BEST WORKS OF SCULPTURE
EVOLUTION OF SCULPTURE
Born in Haarlem, Netherlands in 1340, Sluter's life remains largely unrecorded. It is thought that his full name may be Claes de Slutere van Herlam who was listed in the records of the stonemason's guild in Brussels about 1379. Around 1385 he entered the service of Philip II the Bold, ruler of Netherlands and regent of France. Sluter's talent appears to have been recognised quickly within Philip's service. Kathleen Morand was an artist in the Court of Burgundy, and in the preface of one of her books she commented that Sluter was "destined to become one of the great sculptors of all time".

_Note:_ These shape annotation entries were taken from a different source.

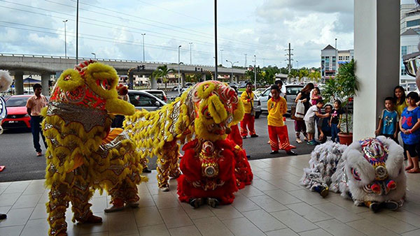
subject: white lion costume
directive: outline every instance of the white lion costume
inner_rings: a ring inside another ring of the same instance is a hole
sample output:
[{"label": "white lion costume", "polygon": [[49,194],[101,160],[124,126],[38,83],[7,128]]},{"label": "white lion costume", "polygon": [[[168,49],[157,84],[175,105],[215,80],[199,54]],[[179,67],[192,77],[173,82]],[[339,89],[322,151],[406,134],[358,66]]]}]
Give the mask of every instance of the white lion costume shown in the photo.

Monastery of Champmol in Dijon
As far as we know, Sluter spent the greatest portion of his working life, decorating the Carthusian monastery of Champmol in Dijon, of which Philip was a patron and where Philip planned to be buried with his family. The monastery became a prodigious art centre and drew artists from far and wide, including the sculptor Jean de Marville (Chief sculptor when Sluter arrived at the workshop). It was here that Sluter created his famous hexagonal fountain called the Well of Moses. Carved in stone, it was considered an extremely important artwork in its time. The six-sided well was a symbol of the 'fountain of life'. It was adorned with figures of the six prophets and six weeping angels, which Sluter took great care to depict as realistically as possible. The fountain was crowned with a crucifix and at the foot were the figures of the Virgin Mary, St John and Mary Magdalene. It was carved with great precision and then painted and gilded by the artist Jean Malouel. During the French Revolution, parts of the fountain were destroyed but some of the figures and base fortunately survived and are now housed in the Museum of Fine Arts, Dijon. Sluter was also responsible for creating other sculptures for the Carthusian monastery, including those of Philip and his wife, and a tomb for Philip (now restored and reassembled in the Museum of Fine Arts).
Chief Sculptor to Philip II the Bold
According to court archives, Sluter succeeded Jean de Marville (on Marvilles death) as Chief Sculptor to Philip in 1389 and in 1395 he bought his nephew Claus de Werve to Dijon to assist him on his works at the monastery. His nephew would go on to succeed him as Chief sculptor after his death. Although Sluter designed and completed the architectural portion of the Duke's tomb by 1389, it was only to be fully completed 11 years later by de Werve. Some historians like to minimize the part played by Sluter in this famous tomb, attributing the overall design to Marville and the sculptures on the base to de Werve. Others claim it is completely the design of Sluter. As it is, only some of the figures on the base remain, three are lost, and three are in the Cleveland Museum of Art and one is in a private French collection. The tomb would serve as a model for artists who sculpted tombs throughout France. Assuming (fairly safely) that Sluter did design the figures - they were completely innovative for their time - no two figures are alike, some are openly expressing their sorrow, while others contain their grief, some are robbed in heavy wool, other in lighter garments. They are truly unique.
Sluter was an innovator in plastic art. Contemporaries of his time, such as Andre Beauneveu were still creating works according to prevailing tastes for graceful delicate figures. Sluter pushed the boundaries; his figures are expressive, real and voluminous. He has often been compared favourably to figures in Italian Renaissance sculpture, such as the Sienese artist Jacopo della Quercia (c.1374-1438) and the Florentine genius Donatello (1386-1466) who only came on the art scene several decades later. Sluter died in 1406, two years after his patron Philip.